The problem though for some is that prices are really expensive for cars/trucks and credit is getting tougher to come by. Cox also said on Friday that “Access to auto credit tightened sharply in November, according to the Dealertrack Credit Availability Index for all types of auto loans…The decline in access reflected conditions that were tightest since October 2021…All credit availability factors moved against consumers in November as the approval rate declined, yield spreads widened, the subprime share declined, terms shortened, and the share of loans with negative equity declined.”
With the high sensitivity to the cost of money, first it was a slowdown in the pace of housing transactions and now we’re seeing it in auto’s, the bright spot for many industrial companies in Q3 as those inventories were being rebuilt.
Dealertrack Credit Availability Index
While longer term bond yields in the US, Europe and parts of Asia have backed off their highs, the Japanese 10 yr JGB yield still remains stuck at .25% which tells us that the artificial suppression of YCC still really matters. It matters in terms of keeping it no higher than .25% and implies that if the policy changes, it’s going higher when it does. Japan is seeing north of 3% consumer price inflation and today they reported October PPI which rose by 9.3% y/o/y, 5 tenths more than expected. The weak yen just makes it that much more expensive to import goods, particularly their energy needs. This said, hopes that it is peaking has the 10 yr inflation breakeven unchanged today.
Japanese PPI y/o/y
China reported its November loan data which at 1.99T yuan was a touch below the estimate but M2 accelerated to 12.4% vs the forecast of 11.7%. Lending to home builders have picked up sharply over the past month in order to buy them time and the impact from a broader reopening is of course ahead of us. It wasn’t until this reopening that the opening of the credit spigots, AGAIN, would actually have an impact as you can bring a horse to water but… After the massive run of late, Chinese stocks took a breather overnight. Again, I believe the best way to play the China reopening is via travel, leisure and energy (we mostly like the European oils and US natural gas stocks).
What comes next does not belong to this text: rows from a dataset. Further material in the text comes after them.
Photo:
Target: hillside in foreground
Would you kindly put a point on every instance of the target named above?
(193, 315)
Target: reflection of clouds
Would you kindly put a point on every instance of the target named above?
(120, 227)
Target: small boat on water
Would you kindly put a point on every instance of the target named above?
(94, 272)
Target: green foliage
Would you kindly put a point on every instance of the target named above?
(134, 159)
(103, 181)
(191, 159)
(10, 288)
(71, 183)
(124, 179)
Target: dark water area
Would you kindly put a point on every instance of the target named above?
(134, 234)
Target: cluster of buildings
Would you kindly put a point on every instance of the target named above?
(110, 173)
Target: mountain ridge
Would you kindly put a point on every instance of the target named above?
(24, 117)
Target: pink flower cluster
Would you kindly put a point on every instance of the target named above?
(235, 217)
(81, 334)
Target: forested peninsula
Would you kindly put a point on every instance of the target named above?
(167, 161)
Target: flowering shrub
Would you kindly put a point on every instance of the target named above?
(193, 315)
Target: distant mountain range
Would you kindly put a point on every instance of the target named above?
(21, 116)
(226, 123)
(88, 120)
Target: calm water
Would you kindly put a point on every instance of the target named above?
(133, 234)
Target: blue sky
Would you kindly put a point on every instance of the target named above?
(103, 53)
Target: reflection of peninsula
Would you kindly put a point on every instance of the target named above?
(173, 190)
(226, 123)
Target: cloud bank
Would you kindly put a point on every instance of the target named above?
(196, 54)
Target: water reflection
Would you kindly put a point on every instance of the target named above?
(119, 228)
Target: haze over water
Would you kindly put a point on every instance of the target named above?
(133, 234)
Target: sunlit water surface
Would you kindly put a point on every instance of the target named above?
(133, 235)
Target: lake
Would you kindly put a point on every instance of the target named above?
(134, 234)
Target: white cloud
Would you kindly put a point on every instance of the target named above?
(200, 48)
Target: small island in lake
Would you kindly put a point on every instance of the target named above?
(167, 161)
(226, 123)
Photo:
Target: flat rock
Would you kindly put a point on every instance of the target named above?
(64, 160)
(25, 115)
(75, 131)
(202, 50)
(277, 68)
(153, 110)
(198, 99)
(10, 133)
The only thing of note in Europe was the October UK GDP data which was a bit better than expected, rising .5% m/o/m after the .6% decline in September. The September data was depressed in part due to the Queen’s funeral and the days of mourning surrounding it. Manufacturing and production also helped to lift GDP. Either way, the UK economy is in a recession and the BoE this week will be hiking again into that. The Chancellor of the Exchequer Jeremy Hunt acknowledged that today by saying “While today’s figures show some growth, I want to be honest that there is a tough road ahead.” His tax hikes are only making that road more slippery. Gilt yields are lower as are stocks but the pound is up. UK assets remain cheap but cheap for a reason.